Аккуратно я шагаю вдоль темной стены к комнате с открытой дверью. Я могу различить тихое всхлипывание и легкие шлепки, и сглатываю слюну в сухом горле. Нос щекочет запах мокрого тела, и чем ближе подхожу, тем сильнее хочется чихнуть. Зажав ноздри пальцами, я заглядываю в уборную, готовый видеть что угодно. Вместо чего угодно я вижу Маргариту, прижавшуюся к Фрейдману, который, утешая, похлопывает ее по спине. Сцена настолько трогательная, что я не выдерживаю и чихаю. Фрейдман замечает меня, но ничего не говорит. Понимая все без слов, я приношу одежду — форму советской школьницы — и профессор помогает девушке одеться. У нее, оказывается, сломан палец, поэтому она дрожит и будто не понимает, что происходит. Фрейдман деликатно выпроваживает ее из музея, объясняя, как найти травмпункт, и мы возвращаемся в зал.
Максимка уже приготовился: вытащил невесть откуда полотно метр в длину и полметра в ширину, на котором изображены два темных силуэта, стоящих к зрителю спиной на краю утеса и на фоне заходящего солнца. Они походят на джентльменов из позапрошлого века; их треугольные шляпы выглядят как птенцы-мутанты, слишком крупные, чтобы ходить и самим добывать пищу, и потому они заставляют людей заботиться о них. Более прочего пугает ядовитый закат — такой можно увидеть только сидя в болоте.
Мне не нравится эта картина. Фрейдман, напротив, доволен и собирается похвалить сумасшедшего художника, да только не успевает: Максимка размахивается и грохает свою пивную бутылку об пол ровно там, где я разбил свою. Зеленые осколки тонут в красном вине. Парень свирепо глядит на нас, готовясь не то броситься, не то расплакаться. Профессор пытается что-то втолковать ему, тот лишь рычит в ответ, а затем из кармана пиджака профессора вытаскивает револьвер. Держа нас на прицеле, он отходит в прихожую, щелкает выключателем в щитке и вылетает на улицу. Я толкаю Фрейдмана и выбегаю на крыльцо. Тут же поблизости взрывается пуля, я прячусь за косяком и кричу, что мы должны остановить этого психа, однако не дожидаюсь ответа: в зале пусто, лишь картина да труп отдают бледным сиянием.
Я гляжу в коридор — дверь в туалет закрыта, и, если прислушаться, слышно журчание воды. Я стучусь, но, конечно, никто не открывает. Тогда я пробую садануть дверь плечом, но коридор слишком узок, и мне не хватает силы. Я достаю пистолет и, зажмурившись, уничтожаю щеколду, после чего иду внутрь. Профессор темным пятном сидит на унитазе с оттопыренными и раскуроченными лезвием руками.

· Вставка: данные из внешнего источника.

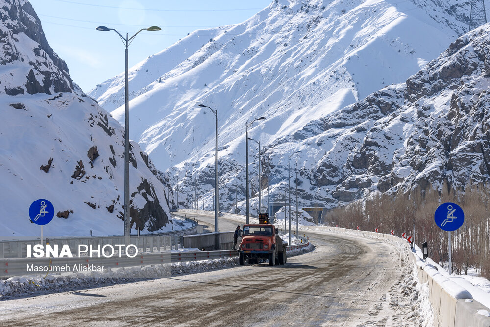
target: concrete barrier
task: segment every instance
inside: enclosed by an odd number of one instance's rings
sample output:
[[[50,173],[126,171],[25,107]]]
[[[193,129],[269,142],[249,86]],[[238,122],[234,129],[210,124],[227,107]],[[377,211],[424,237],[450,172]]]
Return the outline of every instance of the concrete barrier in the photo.
[[[303,231],[346,234],[392,244],[408,245],[406,240],[390,234],[321,226],[300,226],[300,228]],[[434,313],[434,326],[490,327],[490,317],[484,315],[490,312],[490,309],[472,299],[471,293],[467,290],[457,285],[434,268],[438,265],[428,264],[416,253],[411,252],[411,254],[413,264],[417,267],[419,281],[427,284],[429,288],[429,301]],[[428,259],[428,261],[430,260]],[[439,269],[442,269],[441,267]],[[479,310],[482,310],[480,312],[484,314],[479,314]]]

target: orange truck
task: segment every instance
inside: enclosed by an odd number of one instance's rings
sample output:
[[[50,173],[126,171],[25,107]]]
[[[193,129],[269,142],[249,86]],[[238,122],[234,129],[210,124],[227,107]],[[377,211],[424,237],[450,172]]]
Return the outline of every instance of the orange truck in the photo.
[[[259,224],[244,225],[242,237],[238,248],[240,265],[266,260],[269,266],[286,263],[288,243],[279,236],[279,229],[270,224],[268,214],[259,215]]]

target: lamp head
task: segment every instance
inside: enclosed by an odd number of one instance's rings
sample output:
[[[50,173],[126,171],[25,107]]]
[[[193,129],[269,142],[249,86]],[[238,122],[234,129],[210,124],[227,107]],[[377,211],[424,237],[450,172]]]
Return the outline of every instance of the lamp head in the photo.
[[[96,28],[96,29],[98,31],[100,31],[101,32],[107,32],[111,30],[110,28],[108,28],[105,26],[99,26]]]
[[[154,32],[156,31],[162,30],[162,29],[159,27],[158,26],[152,26],[150,27],[148,27],[147,28],[147,31],[149,31],[150,32]]]

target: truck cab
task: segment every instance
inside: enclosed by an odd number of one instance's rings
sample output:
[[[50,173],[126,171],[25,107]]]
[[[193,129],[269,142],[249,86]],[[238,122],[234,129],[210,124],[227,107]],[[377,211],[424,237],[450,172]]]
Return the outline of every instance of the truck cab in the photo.
[[[270,266],[286,263],[288,243],[283,241],[278,232],[270,224],[267,213],[259,215],[259,224],[244,225],[242,243],[238,248],[240,265],[266,260],[269,260]]]

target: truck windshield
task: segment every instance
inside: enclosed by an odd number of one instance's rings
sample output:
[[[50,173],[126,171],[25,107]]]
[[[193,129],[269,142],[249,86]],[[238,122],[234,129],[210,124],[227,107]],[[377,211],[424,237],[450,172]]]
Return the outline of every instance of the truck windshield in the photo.
[[[243,235],[244,236],[251,235],[271,236],[272,236],[272,228],[262,226],[245,226],[244,227]]]

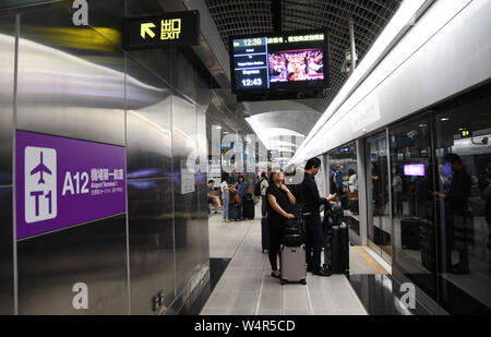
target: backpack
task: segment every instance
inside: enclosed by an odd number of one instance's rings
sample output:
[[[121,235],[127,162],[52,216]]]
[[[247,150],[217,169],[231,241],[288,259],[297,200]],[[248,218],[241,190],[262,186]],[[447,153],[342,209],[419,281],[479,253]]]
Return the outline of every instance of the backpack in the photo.
[[[254,195],[261,196],[261,183],[263,182],[264,178],[262,178],[254,186]]]

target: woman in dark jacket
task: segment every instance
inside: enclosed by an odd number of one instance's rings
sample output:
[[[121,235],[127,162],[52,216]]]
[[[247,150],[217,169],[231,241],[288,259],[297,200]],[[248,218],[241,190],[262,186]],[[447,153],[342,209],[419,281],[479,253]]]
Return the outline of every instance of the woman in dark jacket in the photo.
[[[273,273],[271,276],[280,278],[277,256],[282,244],[284,224],[286,219],[295,219],[292,214],[296,198],[284,184],[285,176],[280,171],[271,173],[267,197],[267,227],[270,231],[270,263]]]

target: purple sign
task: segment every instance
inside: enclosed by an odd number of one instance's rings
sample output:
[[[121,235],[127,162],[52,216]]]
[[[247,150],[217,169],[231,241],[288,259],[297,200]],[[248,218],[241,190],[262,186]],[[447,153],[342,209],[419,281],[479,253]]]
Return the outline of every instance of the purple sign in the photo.
[[[424,164],[409,164],[404,166],[404,176],[424,177]]]
[[[17,240],[125,212],[124,147],[16,132]]]

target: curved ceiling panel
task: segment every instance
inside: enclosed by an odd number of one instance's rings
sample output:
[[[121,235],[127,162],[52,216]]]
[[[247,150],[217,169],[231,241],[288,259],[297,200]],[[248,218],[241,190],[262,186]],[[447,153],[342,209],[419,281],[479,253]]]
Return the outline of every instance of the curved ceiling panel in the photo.
[[[325,98],[244,104],[249,115],[254,117],[248,121],[252,121],[251,127],[258,135],[261,133],[267,139],[278,139],[278,134],[264,132],[273,127],[289,130],[288,134],[292,131],[308,134],[348,79],[342,72],[342,64],[345,52],[349,50],[349,16],[354,19],[357,52],[361,61],[400,3],[402,0],[283,0],[280,13],[284,31],[328,29],[332,88]],[[227,49],[231,35],[273,31],[273,0],[206,0],[206,5]]]

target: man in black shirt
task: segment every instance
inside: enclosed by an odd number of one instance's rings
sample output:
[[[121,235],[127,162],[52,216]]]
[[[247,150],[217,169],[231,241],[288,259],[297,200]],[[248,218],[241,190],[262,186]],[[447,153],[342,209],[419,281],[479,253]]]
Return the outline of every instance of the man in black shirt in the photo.
[[[328,270],[321,268],[321,253],[324,245],[324,234],[322,230],[320,207],[324,204],[331,207],[330,202],[334,200],[334,195],[322,198],[319,195],[318,184],[315,183],[315,174],[321,170],[321,160],[312,158],[307,163],[306,176],[302,182],[303,191],[303,220],[306,224],[306,261],[307,270],[318,276],[331,276]]]

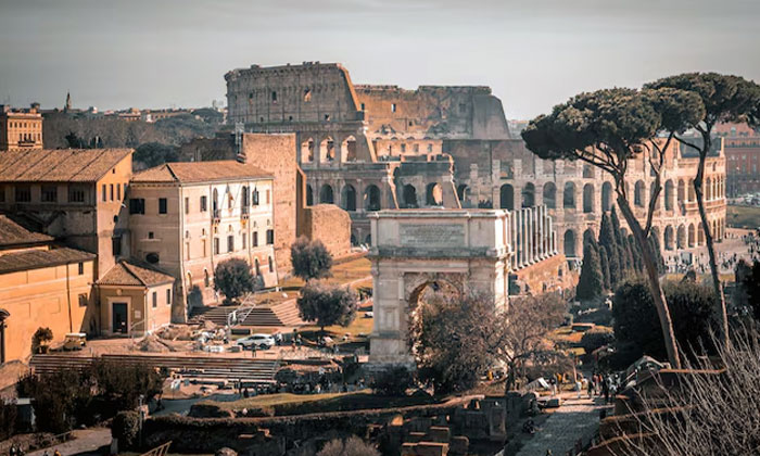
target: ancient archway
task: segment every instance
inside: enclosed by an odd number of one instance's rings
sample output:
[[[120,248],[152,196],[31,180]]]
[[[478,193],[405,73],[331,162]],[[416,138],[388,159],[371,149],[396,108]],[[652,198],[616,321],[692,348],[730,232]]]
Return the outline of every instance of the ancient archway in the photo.
[[[375,321],[369,362],[413,363],[407,339],[415,306],[428,288],[508,294],[510,214],[504,211],[382,211],[369,215]]]

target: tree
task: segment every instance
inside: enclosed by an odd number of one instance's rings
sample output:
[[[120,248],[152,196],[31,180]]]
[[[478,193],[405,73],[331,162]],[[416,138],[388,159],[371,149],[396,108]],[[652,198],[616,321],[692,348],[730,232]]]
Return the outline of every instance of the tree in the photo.
[[[349,439],[333,439],[325,444],[317,456],[380,456],[380,452],[356,435]]]
[[[541,159],[581,160],[612,176],[617,206],[642,249],[646,276],[667,340],[668,357],[674,367],[680,366],[680,359],[673,325],[654,253],[646,241],[655,204],[649,205],[646,224],[642,227],[629,202],[625,174],[629,160],[642,154],[648,159],[653,173],[661,174],[663,151],[670,145],[673,134],[683,131],[689,121],[701,114],[700,109],[704,107],[698,97],[682,90],[605,89],[571,98],[555,106],[550,114],[531,121],[522,131],[528,149]],[[664,141],[658,138],[663,131],[670,131]],[[658,176],[654,195],[659,194],[659,181]]]
[[[332,275],[332,255],[318,239],[309,241],[305,236],[296,239],[290,246],[290,262],[293,275],[304,280],[322,279]]]
[[[575,295],[579,300],[593,300],[601,295],[605,280],[599,262],[599,254],[594,249],[593,238],[583,244],[583,266],[578,279]]]
[[[253,293],[257,288],[258,281],[245,259],[230,258],[216,265],[214,290],[225,295],[225,303],[229,304],[245,293]]]
[[[710,350],[710,331],[714,327],[714,295],[709,288],[695,283],[668,282],[663,287],[673,315],[673,330],[679,344],[687,354],[696,354],[702,345]],[[664,341],[659,331],[658,316],[651,292],[641,279],[629,280],[620,286],[612,299],[615,338],[631,344],[637,356],[650,355],[662,358],[667,355]]]
[[[670,76],[647,84],[645,87],[656,90],[672,89],[685,90],[699,97],[704,109],[697,117],[684,118],[687,125],[699,132],[701,143],[686,140],[682,136],[676,138],[699,153],[699,164],[694,178],[694,193],[697,198],[699,216],[705,232],[712,288],[718,297],[717,314],[721,319],[721,332],[725,343],[729,343],[729,316],[725,308],[725,296],[720,280],[713,232],[705,210],[705,195],[702,185],[705,181],[705,164],[712,150],[712,128],[720,122],[748,122],[760,125],[760,86],[738,76],[726,76],[717,73],[684,73]],[[676,131],[680,132],[680,131]]]
[[[296,304],[301,319],[316,321],[324,333],[326,326],[351,325],[356,318],[358,296],[351,287],[309,280],[301,289]]]
[[[135,155],[132,155],[132,157],[136,163],[139,162],[145,167],[152,168],[153,166],[163,165],[164,163],[178,161],[179,154],[177,153],[177,148],[174,145],[166,145],[160,142],[147,142],[135,149]]]

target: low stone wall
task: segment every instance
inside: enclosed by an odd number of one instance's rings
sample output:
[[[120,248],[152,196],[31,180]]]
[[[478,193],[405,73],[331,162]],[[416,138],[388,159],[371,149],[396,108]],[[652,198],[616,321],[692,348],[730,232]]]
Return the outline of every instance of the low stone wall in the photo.
[[[300,227],[308,239],[319,239],[334,258],[351,253],[351,216],[334,204],[317,204],[304,208]]]

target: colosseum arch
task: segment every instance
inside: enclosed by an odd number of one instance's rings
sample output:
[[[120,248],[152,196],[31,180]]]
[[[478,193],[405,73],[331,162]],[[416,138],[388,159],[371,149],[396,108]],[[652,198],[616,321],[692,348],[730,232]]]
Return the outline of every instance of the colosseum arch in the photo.
[[[594,186],[592,183],[583,186],[583,212],[585,214],[594,212]]]
[[[329,183],[322,185],[319,189],[319,203],[320,204],[334,204],[335,197],[332,192],[332,187]]]
[[[375,183],[370,183],[364,190],[364,208],[367,211],[380,211],[380,189]]]
[[[666,191],[664,191],[664,199],[666,199],[666,211],[673,211],[673,198],[675,197],[675,186],[673,186],[673,181],[671,179],[668,179],[666,181]]]
[[[562,245],[565,245],[565,256],[568,258],[578,257],[578,251],[575,250],[575,231],[568,229],[565,231],[562,237]]]
[[[679,226],[679,230],[675,237],[675,246],[679,249],[686,249],[688,246],[688,240],[686,238],[686,227],[684,225]]]
[[[644,181],[636,180],[636,186],[633,189],[633,204],[636,207],[644,207]]]
[[[612,185],[605,182],[601,185],[601,211],[612,210]]]
[[[666,232],[664,232],[664,239],[663,239],[664,248],[666,250],[673,250],[675,249],[675,238],[673,233],[673,226],[668,225],[666,227]]]
[[[522,207],[533,206],[535,206],[535,186],[533,182],[528,182],[522,188]]]
[[[565,191],[562,192],[562,207],[575,208],[575,183],[565,182]]]
[[[351,183],[343,186],[341,190],[341,207],[344,211],[356,211],[356,189]]]
[[[425,189],[425,204],[428,206],[440,206],[443,204],[443,190],[440,183],[428,183]]]
[[[557,186],[554,182],[544,183],[544,205],[548,208],[557,208]]]
[[[498,189],[498,206],[501,208],[506,208],[509,211],[515,210],[515,187],[510,186],[509,183],[503,185]]]

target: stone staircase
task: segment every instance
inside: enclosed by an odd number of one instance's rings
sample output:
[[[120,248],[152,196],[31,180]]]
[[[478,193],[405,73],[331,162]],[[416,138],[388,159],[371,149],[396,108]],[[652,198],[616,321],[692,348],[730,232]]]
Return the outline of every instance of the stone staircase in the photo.
[[[276,359],[252,359],[206,356],[172,355],[103,355],[102,359],[119,364],[147,364],[155,368],[166,368],[183,378],[202,381],[237,381],[265,384],[274,383],[278,368]],[[94,358],[73,355],[34,355],[29,366],[36,373],[54,373],[60,370],[89,367]]]

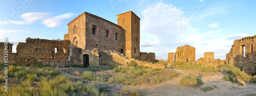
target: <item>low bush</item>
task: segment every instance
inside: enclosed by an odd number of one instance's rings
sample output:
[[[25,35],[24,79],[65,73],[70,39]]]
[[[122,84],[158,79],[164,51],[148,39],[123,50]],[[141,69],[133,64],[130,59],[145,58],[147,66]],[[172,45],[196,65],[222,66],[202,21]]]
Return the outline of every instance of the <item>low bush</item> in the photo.
[[[92,71],[85,71],[83,73],[82,78],[84,79],[87,79],[92,81],[96,81],[98,82],[105,82],[105,78],[96,76]]]
[[[172,73],[169,76],[170,78],[175,78],[178,77],[178,74],[176,73]]]
[[[179,82],[179,84],[182,85],[198,86],[203,84],[203,81],[198,77],[187,76],[182,77]]]
[[[204,87],[201,89],[201,90],[203,90],[203,91],[204,91],[204,92],[209,91],[209,90],[211,90],[212,89],[214,89],[214,88],[212,87],[211,87],[209,86],[204,86]]]

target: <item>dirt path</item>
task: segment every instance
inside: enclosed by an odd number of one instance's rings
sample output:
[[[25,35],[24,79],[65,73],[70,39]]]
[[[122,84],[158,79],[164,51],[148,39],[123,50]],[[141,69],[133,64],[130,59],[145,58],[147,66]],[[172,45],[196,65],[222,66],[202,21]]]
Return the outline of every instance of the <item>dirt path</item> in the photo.
[[[67,68],[66,68],[67,69]],[[70,78],[75,78],[87,82],[91,81],[84,80],[76,75],[71,75],[65,71],[65,68],[57,69],[63,74],[69,75]],[[72,68],[69,68],[71,69]],[[218,73],[199,73],[195,69],[173,69],[174,71],[179,73],[179,76],[170,81],[152,85],[136,86],[123,85],[121,84],[110,84],[94,82],[95,84],[106,85],[110,86],[110,90],[112,94],[120,93],[119,90],[125,86],[128,89],[135,89],[139,90],[145,95],[248,95],[254,94],[256,95],[256,84],[252,83],[244,83],[245,86],[240,86],[229,81],[222,80],[225,74]],[[181,86],[179,81],[184,76],[198,76],[201,78],[203,84],[198,87]],[[201,89],[208,85],[215,86],[213,90],[203,92]]]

Багровые реки текут по белому кафелю. Он глядит на меня, и в его глазах я различаю животную панику — он хочет пожить еще, но крови всего мира не хватит, дабы заполнить его пустующие вены.
Кап-кап. Красивая кровь. Красивее, чем эта дикая картина с двумя незнакомцами. Красивее, чем труп и его музыка. Красивее даже Маргариты и уж тем более ее стихов.
Завтра будут разбираться: кто как умер и почему я не предотвратил этих смертей. Полгода мы следили за сектой Фрейдмана, и оказалось, что зря — погибли все. Я искренно надеюсь, что все.
На улице меня встречает холодный рассвет. Я вдыхаю побольше свежего воздуха и прячу пистолет.
Возле чугунного забора на скамейке сидит тот самый парень с длинной косой. Я говорю, чтобы он вызвал полицию, но он вдруг падает навзничь: из его живота, простреленного Максимкой, выползают внутренности.
Я выхожу из переулка, бреду вдоль хайтековских коммерческих высоток и сажусь в метро возле Цирка.